I believe that for my use case, limited runs of parts to use in workshops, this would be a ‘good enough’ machine, just as I’m content now to 3d print 20 parts for a workshop. After all, I have no alternative to using my own 3D printed parts. Converting to a mold, would be a huge speed up, provided the quality is ‘good enough’.

All I’m saying is show the whole process unedited with a clock in the background. from printing molds to actually making parts. They should be up front with where the build volume of a certain part actually shows a payoff in time and money to injection mild on this machine. If it is even operational and real. The marketing video does not show actual operation- it’s a smoke and mirrors video.

Also consider the prints you are making may be 50% infill or less, so since injection molding is a solid part, the per-part price will go up. It could go up 8x or around there. There will also be additional operations to clean up the seam where the two part mold seals- plus the sprue cleanup. So it’s just not apples to apples. No one should buy until detailed specs are shown because if you are doing 200 parts, you have to amortize the cost of the machine, design time for the mold, mold cost, time to make the mold, material cost, cost to run the machine and time to make each part. These are all sliding scales dependent on the part you are making.

Not all parts can even be made with injection molding, so you will have to be sure you are only making parts that can be injection molded on this machine.
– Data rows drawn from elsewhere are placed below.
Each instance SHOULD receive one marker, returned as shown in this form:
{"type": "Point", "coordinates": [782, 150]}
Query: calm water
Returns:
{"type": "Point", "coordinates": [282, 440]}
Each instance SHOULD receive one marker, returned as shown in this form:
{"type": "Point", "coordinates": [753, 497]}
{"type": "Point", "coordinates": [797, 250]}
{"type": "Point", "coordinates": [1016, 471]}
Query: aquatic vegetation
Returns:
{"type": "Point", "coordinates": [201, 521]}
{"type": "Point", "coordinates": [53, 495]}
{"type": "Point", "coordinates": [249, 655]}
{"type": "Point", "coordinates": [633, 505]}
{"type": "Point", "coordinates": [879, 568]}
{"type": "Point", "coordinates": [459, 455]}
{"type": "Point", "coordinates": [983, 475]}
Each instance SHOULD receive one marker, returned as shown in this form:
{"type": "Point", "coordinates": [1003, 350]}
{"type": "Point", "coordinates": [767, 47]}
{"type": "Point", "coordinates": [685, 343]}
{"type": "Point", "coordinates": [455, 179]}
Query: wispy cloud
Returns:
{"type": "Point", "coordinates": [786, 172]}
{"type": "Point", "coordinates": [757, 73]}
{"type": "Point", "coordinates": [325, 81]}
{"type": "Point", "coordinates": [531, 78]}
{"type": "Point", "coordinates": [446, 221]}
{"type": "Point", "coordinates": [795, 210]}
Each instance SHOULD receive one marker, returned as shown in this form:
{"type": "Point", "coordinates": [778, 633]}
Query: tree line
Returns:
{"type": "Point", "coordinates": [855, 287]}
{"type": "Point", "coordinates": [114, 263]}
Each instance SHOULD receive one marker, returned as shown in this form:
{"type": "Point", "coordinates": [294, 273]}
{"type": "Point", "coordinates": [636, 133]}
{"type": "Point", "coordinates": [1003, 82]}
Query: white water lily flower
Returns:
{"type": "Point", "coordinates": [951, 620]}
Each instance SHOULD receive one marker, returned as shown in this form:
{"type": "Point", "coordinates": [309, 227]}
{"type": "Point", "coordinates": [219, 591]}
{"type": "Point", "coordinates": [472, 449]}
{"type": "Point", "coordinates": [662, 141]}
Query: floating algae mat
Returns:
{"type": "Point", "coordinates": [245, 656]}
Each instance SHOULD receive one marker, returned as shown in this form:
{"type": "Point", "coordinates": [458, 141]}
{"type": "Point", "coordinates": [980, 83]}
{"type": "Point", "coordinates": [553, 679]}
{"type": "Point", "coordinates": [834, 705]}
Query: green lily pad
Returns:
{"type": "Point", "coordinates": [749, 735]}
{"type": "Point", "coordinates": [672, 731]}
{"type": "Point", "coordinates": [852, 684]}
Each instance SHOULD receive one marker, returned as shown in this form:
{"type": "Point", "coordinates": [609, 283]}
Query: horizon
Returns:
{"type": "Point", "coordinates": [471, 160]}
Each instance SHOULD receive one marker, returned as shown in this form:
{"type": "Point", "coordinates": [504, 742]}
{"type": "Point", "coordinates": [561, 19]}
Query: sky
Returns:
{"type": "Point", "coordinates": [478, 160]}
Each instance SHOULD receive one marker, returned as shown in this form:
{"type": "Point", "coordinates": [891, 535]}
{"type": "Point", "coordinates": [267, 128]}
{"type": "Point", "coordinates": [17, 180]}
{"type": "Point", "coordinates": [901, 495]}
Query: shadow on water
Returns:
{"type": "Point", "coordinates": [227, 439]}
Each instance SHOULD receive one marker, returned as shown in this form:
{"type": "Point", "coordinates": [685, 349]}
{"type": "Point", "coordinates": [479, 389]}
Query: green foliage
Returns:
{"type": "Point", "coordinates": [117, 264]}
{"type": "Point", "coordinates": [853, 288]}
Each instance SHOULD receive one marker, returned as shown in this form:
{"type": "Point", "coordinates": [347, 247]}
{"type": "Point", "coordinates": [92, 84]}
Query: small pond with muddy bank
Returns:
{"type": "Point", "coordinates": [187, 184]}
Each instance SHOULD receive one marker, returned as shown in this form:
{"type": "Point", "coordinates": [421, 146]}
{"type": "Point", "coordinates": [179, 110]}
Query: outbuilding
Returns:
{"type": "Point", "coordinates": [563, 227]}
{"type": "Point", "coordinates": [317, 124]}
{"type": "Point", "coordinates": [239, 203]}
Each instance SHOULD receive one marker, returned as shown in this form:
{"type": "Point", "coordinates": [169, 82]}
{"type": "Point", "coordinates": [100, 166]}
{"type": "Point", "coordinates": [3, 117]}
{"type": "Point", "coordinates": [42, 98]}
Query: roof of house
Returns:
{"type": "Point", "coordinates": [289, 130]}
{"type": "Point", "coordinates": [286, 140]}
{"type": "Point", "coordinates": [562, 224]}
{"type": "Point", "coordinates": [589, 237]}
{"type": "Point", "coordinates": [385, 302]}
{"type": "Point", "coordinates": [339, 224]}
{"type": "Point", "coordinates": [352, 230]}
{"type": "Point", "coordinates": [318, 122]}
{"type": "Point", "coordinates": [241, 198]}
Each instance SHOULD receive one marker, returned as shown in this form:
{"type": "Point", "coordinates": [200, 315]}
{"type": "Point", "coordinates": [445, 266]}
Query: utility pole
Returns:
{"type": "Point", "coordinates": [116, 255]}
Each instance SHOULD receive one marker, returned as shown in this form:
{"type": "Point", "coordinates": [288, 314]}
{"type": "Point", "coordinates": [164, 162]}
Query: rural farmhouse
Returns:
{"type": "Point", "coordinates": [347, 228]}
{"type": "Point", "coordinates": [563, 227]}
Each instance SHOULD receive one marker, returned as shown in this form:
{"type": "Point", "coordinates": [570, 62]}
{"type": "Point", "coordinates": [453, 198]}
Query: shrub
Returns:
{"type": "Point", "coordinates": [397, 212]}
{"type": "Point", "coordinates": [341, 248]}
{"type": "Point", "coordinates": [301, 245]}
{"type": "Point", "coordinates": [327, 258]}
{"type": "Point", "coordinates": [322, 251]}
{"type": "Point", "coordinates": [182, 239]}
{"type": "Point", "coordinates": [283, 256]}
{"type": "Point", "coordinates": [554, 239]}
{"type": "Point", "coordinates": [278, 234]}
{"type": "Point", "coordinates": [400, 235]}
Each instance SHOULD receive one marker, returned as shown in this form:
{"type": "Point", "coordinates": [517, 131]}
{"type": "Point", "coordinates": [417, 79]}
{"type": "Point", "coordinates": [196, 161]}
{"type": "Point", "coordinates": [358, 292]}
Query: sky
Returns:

Designing a mold takes special knowledge and special software to do it “quickly”. For instance, you need 2-3 degree draft angles on all edges of almost all parts. On some molds, you have to retool a few times to optimize the release. That means huge costs- we have never made a mold that just works the first time… Granted, we do challenging parts, and we have incentive to make it work since we make thousands of each part. The smaller the quantity, the more fragile the economics are and the easier the whole cost model falls apart since you have to amortize by the number of parts. My bet is that the payoff for these machines is only when you make hundreds, maybe a couple thousand parts.

All molds have a lifespan too. Aluminum molds will cost thousands to outsource and start degrading after a few thousand parts. 3D printed molds will have a dramatically shorter useful lifespan if they work at all. The mold must be really really smooth for release and I don’t see 3D printed molds doing even hundreds of parts.

Food temperatures, plastic temperatures and metal temperatures needed to injection mold are night and day apart on the spectrum. Any machine claiming to do all three is some kind of magic fairy dust. The variables are staggering across all the possible materials. It’s crazy.

The marketing video says “simply Cnc…” (The molds) get them “same day”… Hahaha. That’s, ah, not realistic. Cnc isn’t simple. Same day anything is ridiculous. You must have the two surfaces so glass-flat just to seal the two part mold. Have you ever tried to print something that large without warp? Even pla will warp that big. You will need to machine even plastic parts to seal properly.

The list goes on, but judging from the (lack of) interest in this thread, the state of their website, the fact that I can’t find them on Kickstarter, and the extremely limited success of similar campaigns… This is dead in the water anyway.

Do I want a desktop injection molder? Yes. But this doesn’t bring the details needed to gain any confidence that this is the one.

Brook
Printrbot

Hi @Brook_Drumm ​, I hope in this post, I could you ask you your opinion of:

Thank you

@Brook_Drumm All valid points.
They definitely gloss over the mold making difficulty. And the time needed for cooling, … . It seems an app will notify you when parts are ready :slight_smile:
Apart from that, the machine is of complexity of other machines out there. This post in the board is interesting:
https://community.allforge.com/t/mold-hub-and-and-ejection-for-allforge-vs-modika/448/8

Note that they don’t do a kickstarter anymore, instead they work on their site with eg paypal, and you have money back guarantee if you cancel like that, which is better than kickstarter I believe (provided they don’t go out of business).